"Jadi saya berpikir, selain pelatihan masif, selain sertifikasi yang harus kita perbaiki. Yang tidak kalah pentingnya harus siber kita harus kuat di Indonesia ini."
Penulis: Hoirunnisa
Editor: Muthia Kusuma

KBR, Jakarta- Kementerian Perlindungan Pekerja Migran Indonesia (P2MI) mendorong peningkatan pengawasan sektor siber untuk mencegah Tindak Pidana Perdagangan Orang (TPPO).
Menteri P2MI/Kepala Badan Perlindungan Pekerja Migran Indonesia (BP2MI), Abdul Kadir Karding, mengungkapkan modus operandi TPPO saat ini banyak memanfaatkan media sosial.
"Jadi saya berpikir, selain pelatihan masif, selain sertifikasi yang harus kita perbaiki. Yang tidak kalah pentingnya harus siber kita harus kuat di Indonesia ini. Komdigi harus lebih di upgrade atau lembaga-lembaga lain. Karena memang modusnya tidak hanya lagi tradisional," kata Abdul Kadir dalam Diskusi Publik 'Mendorong Penyusunan Road Map Pencegahan dan Penanganan TPPO Berbasis HAM' di kanal Komnas HAM, Kamis (5/12/2024).
Baca juga:
- Polisi Membekuk Empat Tersangka Perdagangan Anak di Kulon Progo
- Migrant CARE: Perlindungan PMI di Malaysia Masih Kurang
Menteri Perlindungan Pekerja Migran Indonesia Abdul Kadir Karding mengatakan, jumlah pekerja migran Indonesia yang tercatat sejak tahun 2007 hingga November 2024 mencapai lebih dari 5 juta orang. Angka ini menunjukkan besarnya ancaman menjadi korban TPPO.
Sementara itu, Ketua Komnas HAM Atnike Nova Sigiro mengungkapkan data dari Global Slavery Index yang menunjukkan negara Indonesia termasuk dalam 10 negara dengan estimasi jumlah orang yang hidup dalam perbudakan modern terbesar di dunia.
"Tentu perbudakan disini jangan dibayangkan seperti jaman dahulu, perbudakan modern atau modern slavery samar dan sulit diidentifikasi karena terselubung sifatnya.

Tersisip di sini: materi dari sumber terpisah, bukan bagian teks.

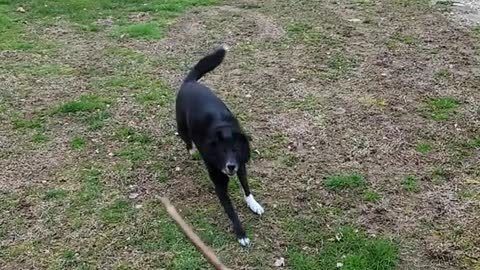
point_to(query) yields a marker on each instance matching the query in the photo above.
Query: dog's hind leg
(220, 181)
(249, 199)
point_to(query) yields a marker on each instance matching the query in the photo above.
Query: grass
(136, 154)
(159, 97)
(371, 196)
(349, 249)
(23, 123)
(79, 204)
(424, 148)
(86, 103)
(410, 184)
(129, 134)
(78, 143)
(474, 143)
(398, 38)
(39, 136)
(443, 73)
(443, 107)
(340, 182)
(143, 31)
(117, 212)
(56, 194)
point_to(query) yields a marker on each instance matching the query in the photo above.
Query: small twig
(204, 249)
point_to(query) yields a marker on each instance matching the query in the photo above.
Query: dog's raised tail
(207, 64)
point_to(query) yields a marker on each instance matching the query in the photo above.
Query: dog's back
(195, 100)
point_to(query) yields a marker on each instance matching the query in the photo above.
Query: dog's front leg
(249, 199)
(220, 181)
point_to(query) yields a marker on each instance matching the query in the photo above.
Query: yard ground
(365, 119)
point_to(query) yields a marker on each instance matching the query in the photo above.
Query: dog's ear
(224, 134)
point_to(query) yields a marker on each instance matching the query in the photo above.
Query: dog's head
(228, 150)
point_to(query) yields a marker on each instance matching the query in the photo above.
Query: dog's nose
(231, 167)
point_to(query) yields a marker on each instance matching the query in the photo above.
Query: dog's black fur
(202, 118)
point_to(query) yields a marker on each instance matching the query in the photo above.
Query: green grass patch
(309, 35)
(134, 153)
(130, 134)
(339, 65)
(97, 120)
(441, 108)
(424, 148)
(159, 96)
(157, 233)
(303, 231)
(85, 14)
(56, 194)
(39, 136)
(86, 103)
(89, 109)
(371, 196)
(410, 184)
(117, 212)
(290, 159)
(349, 249)
(92, 187)
(339, 182)
(398, 38)
(443, 73)
(160, 172)
(78, 143)
(12, 33)
(19, 122)
(46, 70)
(474, 143)
(142, 31)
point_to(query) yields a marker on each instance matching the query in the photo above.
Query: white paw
(244, 242)
(254, 205)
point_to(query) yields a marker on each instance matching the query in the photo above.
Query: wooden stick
(204, 249)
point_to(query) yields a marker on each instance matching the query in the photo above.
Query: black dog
(202, 118)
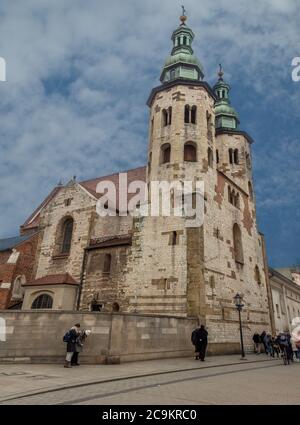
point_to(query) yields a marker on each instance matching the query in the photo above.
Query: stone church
(158, 265)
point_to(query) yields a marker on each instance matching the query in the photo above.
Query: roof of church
(10, 243)
(132, 175)
(54, 279)
(90, 185)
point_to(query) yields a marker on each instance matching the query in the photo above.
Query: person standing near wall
(257, 342)
(79, 346)
(71, 339)
(199, 339)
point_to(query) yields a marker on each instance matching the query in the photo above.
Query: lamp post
(239, 306)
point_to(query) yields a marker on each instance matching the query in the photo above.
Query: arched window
(187, 114)
(170, 115)
(237, 244)
(250, 190)
(209, 123)
(210, 157)
(107, 263)
(43, 301)
(115, 307)
(174, 238)
(190, 152)
(257, 275)
(149, 162)
(229, 195)
(167, 116)
(236, 156)
(67, 236)
(165, 153)
(164, 117)
(193, 114)
(17, 292)
(248, 161)
(237, 200)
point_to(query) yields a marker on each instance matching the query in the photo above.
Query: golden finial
(183, 17)
(221, 72)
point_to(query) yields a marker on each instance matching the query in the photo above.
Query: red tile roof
(90, 185)
(54, 279)
(132, 175)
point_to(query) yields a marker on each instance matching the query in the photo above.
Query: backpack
(67, 337)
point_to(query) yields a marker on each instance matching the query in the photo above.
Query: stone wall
(14, 264)
(36, 337)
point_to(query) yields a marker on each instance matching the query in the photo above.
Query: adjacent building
(285, 286)
(17, 257)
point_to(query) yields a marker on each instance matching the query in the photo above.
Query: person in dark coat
(257, 342)
(73, 334)
(202, 342)
(263, 340)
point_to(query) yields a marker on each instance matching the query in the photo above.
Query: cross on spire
(183, 17)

Hubungan kerja sosial yang mengandung eksploitasi seringkali luput dari amatan kita," kata Atnike.
Lebih lanjut, Atnike mengutip data Kementerian Luar Negeri yang menyebutkan bahwa sekitar 1.200 pekerja migran Indonesia menjadi korban TPPO scamming di kawasan Asia Tenggara pada tahun 2022.
Menghadapi situasi ini, Atnike mendorong seluruh pihak, baik pemerintah, kepolisian, maupun lembaga terkait perlu bersinergi untuk menyusun peta jalan pencegahan dan penanganan TPPO berbasis HAM. Menurutnya, pengawasan siber yang lebih ketat menjadi salah satu langkah penting dalam upaya mencegah terjadinya TPPO.